Benjamin Franklin famously said that “in this world nothing can be said to be certain, except death and taxes.” Many IT practitioners might be tempted to add “and legacy systems.” In our third article, Bo Zhou and Lucy Chen note that “some legacy systems developed between the 1980s and 1990s did not take software internationalization and localization into consideration, yet for various reasons ... are still in service around the world.” In an age when software applications are distributed worldwide as a matter of course, lack of multi-language support is unacceptable. Zhou and Chen tell us about a framework and tool supports they and their colleagues used to internationalize and localize a large-scale fund accounting legacy system at State Street Corporation. With the help of their source code ranker and automated code search tool, they were able to complete roughly 80% of the reengineering work automatically. Should you wish to replicate their success, the authors assure us that “this framework could be used for other internationalization and localization projects.”
Our final article proves the adage “A picture is worth a thousand words.” When trying to analyze large-scale, complex temporal data, columns of figures just won’t do. Thus, authors Jerry Cristoforo, Qiao Huang, Zhiyu Peng, and Xiaohu Yang introduce Apsara, an interactive visual analytics (VA) system for multidimensional temporal data. After canvassing the work that’s been done in visualization methods, systems, and tools, the authors describe how Apsara presents “large-scale data in a vast universe ... enhanced by color, motion, and sound.” They explain how Apsara implements two critical facets of effective VA systems — customizable visualization and interactive design — to yield “insight into patterns, trends, and correlations in the data.” These capabilities are called into service in a case study in which they use Apsara to visualize China’s mutual fund market, both to compare it to the mutual fund market in the US and to predict the growth of China’s QDII (Qualified Domestic Institutional Investor) program. Like the authors that precede them, they promise that “this customizable solution can be adapted to different data models and applied to multiple domains.”

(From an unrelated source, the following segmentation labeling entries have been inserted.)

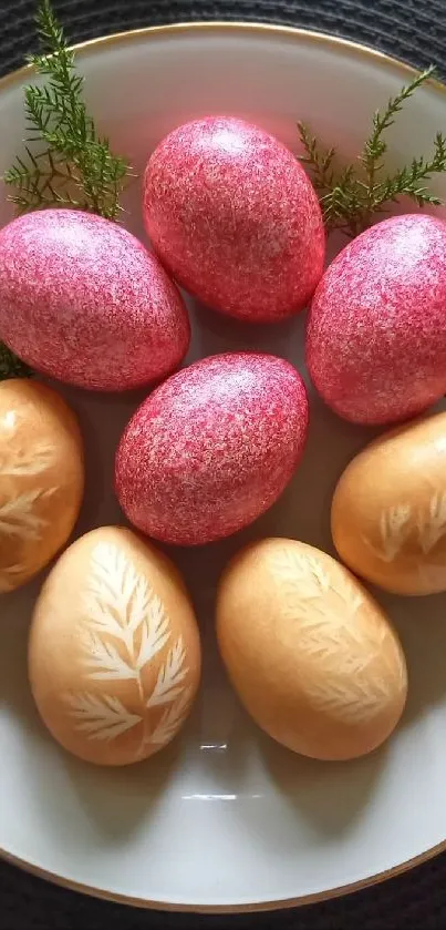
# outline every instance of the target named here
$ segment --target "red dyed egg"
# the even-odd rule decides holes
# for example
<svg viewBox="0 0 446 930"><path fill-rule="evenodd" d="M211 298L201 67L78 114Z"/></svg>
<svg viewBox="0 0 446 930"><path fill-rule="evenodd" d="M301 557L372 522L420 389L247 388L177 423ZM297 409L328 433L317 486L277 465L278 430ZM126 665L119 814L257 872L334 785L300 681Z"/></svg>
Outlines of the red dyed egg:
<svg viewBox="0 0 446 930"><path fill-rule="evenodd" d="M0 231L0 339L37 370L96 390L173 371L189 321L164 268L126 229L46 209Z"/></svg>
<svg viewBox="0 0 446 930"><path fill-rule="evenodd" d="M179 284L240 319L292 316L323 270L322 216L305 172L242 120L212 116L172 132L147 164L144 216Z"/></svg>
<svg viewBox="0 0 446 930"><path fill-rule="evenodd" d="M284 359L205 358L158 387L128 423L116 459L121 505L164 542L228 536L283 491L307 426L305 387Z"/></svg>
<svg viewBox="0 0 446 930"><path fill-rule="evenodd" d="M446 392L446 223L407 214L357 236L311 305L307 362L339 416L390 423Z"/></svg>

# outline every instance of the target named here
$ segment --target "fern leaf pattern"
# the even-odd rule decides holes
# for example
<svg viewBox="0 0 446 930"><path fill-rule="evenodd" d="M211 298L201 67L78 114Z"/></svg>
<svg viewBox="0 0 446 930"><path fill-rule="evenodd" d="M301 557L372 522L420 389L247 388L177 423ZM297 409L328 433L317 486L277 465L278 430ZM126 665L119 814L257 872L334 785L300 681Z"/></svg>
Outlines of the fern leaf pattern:
<svg viewBox="0 0 446 930"><path fill-rule="evenodd" d="M179 694L177 701L175 701L170 707L166 707L163 712L158 724L151 734L151 743L159 743L164 746L173 738L173 736L175 736L178 727L183 723L185 714L187 713L190 697L191 688L183 688L183 693Z"/></svg>
<svg viewBox="0 0 446 930"><path fill-rule="evenodd" d="M415 513L408 503L400 503L380 514L378 542L363 541L382 562L391 563L403 554L408 542L428 555L446 535L446 492L435 491L426 507Z"/></svg>
<svg viewBox="0 0 446 930"><path fill-rule="evenodd" d="M55 491L56 488L37 488L4 501L0 505L0 535L22 542L39 541L48 521L34 512L34 504Z"/></svg>
<svg viewBox="0 0 446 930"><path fill-rule="evenodd" d="M181 694L180 683L186 677L188 668L185 667L186 652L183 646L181 636L167 655L166 662L162 665L156 685L147 701L147 707L155 707L159 704L168 704Z"/></svg>
<svg viewBox="0 0 446 930"><path fill-rule="evenodd" d="M184 679L187 655L179 636L168 650L153 687L146 694L142 672L172 636L169 617L144 575L117 546L98 543L83 600L83 667L86 679L134 681L141 714L129 712L115 696L89 691L66 695L75 728L89 739L115 739L143 723L139 755L148 744L168 742L180 726L191 695ZM162 708L147 733L147 715Z"/></svg>
<svg viewBox="0 0 446 930"><path fill-rule="evenodd" d="M298 621L300 677L312 706L348 724L371 719L405 681L402 656L395 661L395 651L386 647L392 635L386 625L372 621L353 582L336 582L315 556L284 550L276 578L287 614Z"/></svg>
<svg viewBox="0 0 446 930"><path fill-rule="evenodd" d="M42 442L31 448L2 450L0 454L0 478L23 478L43 474L54 462L54 446Z"/></svg>
<svg viewBox="0 0 446 930"><path fill-rule="evenodd" d="M76 729L85 733L89 739L102 739L108 743L128 729L142 723L138 714L126 711L117 697L111 695L79 692L65 695L70 713L76 718Z"/></svg>
<svg viewBox="0 0 446 930"><path fill-rule="evenodd" d="M427 513L418 514L418 540L422 552L428 555L431 550L446 533L446 493L436 491L428 503Z"/></svg>
<svg viewBox="0 0 446 930"><path fill-rule="evenodd" d="M17 581L21 579L25 571L27 566L19 563L15 565L3 565L0 569L0 593L7 594L8 591L13 591Z"/></svg>

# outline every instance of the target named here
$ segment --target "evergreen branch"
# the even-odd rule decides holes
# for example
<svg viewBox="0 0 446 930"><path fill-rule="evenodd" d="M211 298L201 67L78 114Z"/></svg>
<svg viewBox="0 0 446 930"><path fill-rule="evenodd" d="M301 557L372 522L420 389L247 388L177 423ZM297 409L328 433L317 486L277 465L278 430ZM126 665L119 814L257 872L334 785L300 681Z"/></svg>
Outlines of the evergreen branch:
<svg viewBox="0 0 446 930"><path fill-rule="evenodd" d="M116 219L128 162L112 153L86 111L84 79L75 71L74 52L50 0L40 2L37 30L40 52L28 60L48 80L24 90L27 144L3 176L15 187L9 200L19 213L69 206Z"/></svg>
<svg viewBox="0 0 446 930"><path fill-rule="evenodd" d="M29 378L31 369L0 343L0 381L8 378Z"/></svg>
<svg viewBox="0 0 446 930"><path fill-rule="evenodd" d="M426 186L434 174L446 171L446 136L438 132L429 157L414 157L408 165L383 177L387 153L385 132L415 91L435 74L431 65L409 84L391 98L383 111L376 111L372 130L356 161L342 167L334 149L325 149L303 123L298 123L304 154L300 161L308 165L319 194L325 225L349 236L366 228L376 213L386 211L401 196L408 196L418 206L439 205L440 198Z"/></svg>
<svg viewBox="0 0 446 930"><path fill-rule="evenodd" d="M28 61L46 79L24 90L27 139L3 182L15 213L69 207L116 219L128 162L114 155L108 139L97 133L82 96L84 79L66 43L50 0L40 0L37 17L40 51ZM30 370L0 344L0 380Z"/></svg>

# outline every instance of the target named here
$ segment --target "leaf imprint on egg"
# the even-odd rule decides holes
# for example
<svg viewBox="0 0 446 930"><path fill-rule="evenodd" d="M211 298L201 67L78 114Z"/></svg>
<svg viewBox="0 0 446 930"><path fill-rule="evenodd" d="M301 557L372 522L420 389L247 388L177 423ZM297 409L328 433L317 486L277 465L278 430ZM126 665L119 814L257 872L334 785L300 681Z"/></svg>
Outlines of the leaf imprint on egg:
<svg viewBox="0 0 446 930"><path fill-rule="evenodd" d="M435 491L426 507L419 507L413 515L408 503L395 504L380 514L377 543L367 536L363 541L382 562L393 562L411 539L428 555L446 534L446 492Z"/></svg>
<svg viewBox="0 0 446 930"><path fill-rule="evenodd" d="M0 452L0 478L20 478L42 474L54 462L54 446L41 442L22 449L2 449Z"/></svg>
<svg viewBox="0 0 446 930"><path fill-rule="evenodd" d="M39 541L48 520L34 512L34 504L50 498L56 490L58 488L34 488L4 501L0 505L0 536L23 542Z"/></svg>
<svg viewBox="0 0 446 930"><path fill-rule="evenodd" d="M152 693L146 693L142 672L169 643L169 617L144 575L117 546L98 543L91 566L81 632L85 678L134 681L141 714L131 713L116 697L103 693L70 693L66 703L71 715L79 721L76 729L85 733L89 739L105 740L121 736L139 723L146 729L147 709L162 708L152 730L144 733L142 752L147 744L168 742L187 714L193 689L184 684L189 668L183 637L179 636L168 650ZM87 709L86 697L89 701L94 698L93 705L87 702ZM89 717L85 717L86 713Z"/></svg>
<svg viewBox="0 0 446 930"><path fill-rule="evenodd" d="M15 564L15 565L3 565L0 569L0 594L7 594L8 591L13 591L17 584L17 581L27 571L27 565L24 564Z"/></svg>
<svg viewBox="0 0 446 930"><path fill-rule="evenodd" d="M297 621L307 698L346 724L372 719L394 697L395 684L405 688L403 656L387 624L371 615L348 575L335 583L314 555L283 549L274 569L280 603Z"/></svg>

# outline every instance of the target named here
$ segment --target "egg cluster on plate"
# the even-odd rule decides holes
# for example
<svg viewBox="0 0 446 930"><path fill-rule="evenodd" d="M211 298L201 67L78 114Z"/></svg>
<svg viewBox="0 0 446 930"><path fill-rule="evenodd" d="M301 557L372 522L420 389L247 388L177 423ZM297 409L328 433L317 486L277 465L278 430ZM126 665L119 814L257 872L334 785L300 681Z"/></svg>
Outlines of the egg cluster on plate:
<svg viewBox="0 0 446 930"><path fill-rule="evenodd" d="M115 491L134 529L102 527L60 555L83 497L80 429L39 378L0 385L0 592L59 556L31 622L37 707L92 763L135 763L169 743L198 689L200 637L153 540L236 533L277 501L304 454L311 411L284 359L226 352L177 370L190 339L180 285L235 327L310 304L305 355L325 403L393 427L335 489L342 562L304 541L258 540L227 566L216 603L229 678L262 729L313 758L369 753L402 715L407 672L356 576L398 594L446 590L446 413L425 413L446 391L446 224L392 217L324 270L305 172L271 135L230 117L160 142L143 214L151 252L80 211L39 211L0 231L0 339L40 376L151 389L116 450Z"/></svg>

The articles in this issue of CBTJ offer significant insights on key emerging technologies and how they can be integrated together to create substantial business value. They present operational techniques, frameworks, and models that can be used by organizations and stakeholders in the financial services sector and beyond. Finally, they illustrate the value of the R&D model that State Street has implemented in partnership with University College Cork and Zhejiang University, which has resulted in high-impact R&D on the cutting edge of technological innovation in financial services. We hope you will enjoy this journey to the fintech frontier.